Who Owns AI-Generated Art?
The rise of AI-generated content has sparked intense debates about ownership, originality, and copyright. With powerful AI tools now capable of creating detailed artworks, music, and written works, the question remains: Who truly owns AI-generated art? On January 29, 2025, the U.S. Copyright Office released Part 2 of its report on artificial intelligence and copyrightability. This document provides clarity on how AI-generated works fit within existing copyright laws, offering both reassurance and raising new concerns for artists, designers, and content creators
The Copyright Office reaffirmed that for a work to be copyrightable, it must have substantial human authorship. Simply generating an image by entering a text prompt into an AI model like Midjourney, DALL-E, or Stable Diffusion does not make the result eligible for copyright protection. This means that users cannot claim copyright on an AI-generated artwork simply because they wrote a complex prompt. The reasoning is that the AI model itself is responsible for the creative process, not the human providing the instructions.
While fully AI-generated works are not copyrightable, using AI as a tool within a broader creative process is allowed. If a human incorporates AI-generated elements into a larger, original work, that human-created portion can still be copyrighted. For example, a filmmaker using AI-generated backgrounds in a movie can still copyright the film as a whole. A musician using AI to generate a voice model for a song can copyright the final composition. A visual artist modifying an AI-generated image extensively in Photoshop could claim copyright over their modifications.

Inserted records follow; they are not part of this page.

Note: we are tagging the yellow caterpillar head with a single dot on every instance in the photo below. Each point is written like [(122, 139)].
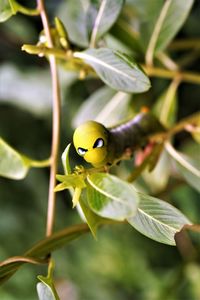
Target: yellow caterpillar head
[(90, 140)]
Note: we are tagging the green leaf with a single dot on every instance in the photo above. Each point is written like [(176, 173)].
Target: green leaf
[(158, 178), (6, 10), (105, 106), (12, 164), (46, 289), (157, 219), (72, 180), (74, 16), (85, 17), (110, 197), (176, 15), (188, 167), (65, 160), (153, 27), (116, 69), (92, 219), (166, 105), (45, 292), (41, 249), (108, 13)]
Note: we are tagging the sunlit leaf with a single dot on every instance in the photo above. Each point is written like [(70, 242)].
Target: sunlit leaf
[(110, 197), (116, 69), (65, 160), (85, 17), (105, 106), (46, 289), (174, 19), (157, 219), (108, 12), (12, 164), (149, 13), (6, 10), (45, 292), (74, 16), (158, 178), (166, 106), (92, 219), (188, 167)]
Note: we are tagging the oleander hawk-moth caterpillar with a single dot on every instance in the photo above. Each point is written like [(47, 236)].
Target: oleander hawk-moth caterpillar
[(103, 146)]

The report acknowledges that each case is unique and must be evaluated individually. There are no strict numerical thresholds for how much human effort is required to claim copyright. A compelling case study is the Randy Travis example included in the report. After a stroke, the country artist used AI to reconstruct his voice for a new recording. Since the AI only assisted in reproducing his unique vocal expression while humans made key creative decisions, the work was considered copyrightable. Conversely, an artist who hand-drew an illustration but used AI to enhance its realism saw only the original drawing protected under copyright, while the AI-generated enhancements remained uncopyrightable. This ambiguity has raised concerns about how artists should approach AI integration.

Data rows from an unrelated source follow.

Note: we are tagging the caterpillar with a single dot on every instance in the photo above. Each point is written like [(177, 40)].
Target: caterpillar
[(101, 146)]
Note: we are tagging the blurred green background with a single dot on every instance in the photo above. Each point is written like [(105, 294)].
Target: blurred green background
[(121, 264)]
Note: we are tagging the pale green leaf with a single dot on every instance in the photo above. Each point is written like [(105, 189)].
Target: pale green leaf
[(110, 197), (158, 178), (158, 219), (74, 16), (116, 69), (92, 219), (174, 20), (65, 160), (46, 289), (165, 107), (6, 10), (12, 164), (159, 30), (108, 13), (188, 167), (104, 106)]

Despite the rapid advancement of AI, the Copyright Office determined that existing laws are sufficient to handle current AI-related copyright challenges. While the agency will continue to monitor legal and technological developments, no new copyright-specific AI laws are being proposed at this time.

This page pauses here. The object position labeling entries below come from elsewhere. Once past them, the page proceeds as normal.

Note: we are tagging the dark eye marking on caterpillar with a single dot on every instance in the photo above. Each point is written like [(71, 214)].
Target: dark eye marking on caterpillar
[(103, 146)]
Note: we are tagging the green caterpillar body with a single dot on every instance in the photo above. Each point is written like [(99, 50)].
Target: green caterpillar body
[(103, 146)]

A major issue raised by critics is the future burden of proof. If AI-generated works become indistinguishable from human-created ones, creators may need to prove their work wasn’t AI-generated to obtain copyright. This could impact digital artists who use AI-assisted tools, photographers whose cameras have AI-powered enhancements, and writers who use AI-based language tools for ideation and editing. Some fear that, eventually, artists might need to submit process documentation such as sketches, drafts, or screen recordings to validate their human contribution.
For artists using AI in their creative process, this report provides some clarity but also raises new challenges. You cannot copyright a purely AI-generated work. Using AI as a tool in a larger, original creation does not disqualify copyright. Expect case-by-case evaluations, meaning ambiguity remains for mixed AI-human works. Proving human authorship may become an important requirement in the future.
While AI technology continues to evolve, so too will copyright law. The Copyright Office has explicitly stated that it will revisit its conclusions as AI advances, meaning future policies could shift based on public feedback and legal challenges. The debate over AI and copyright is far from settled. Artists, technologists, and policymakers will need to work together to establish fair and practical guidelines that protect both human creativity and technological innovation.
For now, artists should continue to experiment with AI—but with an understanding of its legal limitations. The use of AI as a creative assistant is encouraged, but claiming full authorship over AI-generated content remains a legal gray area.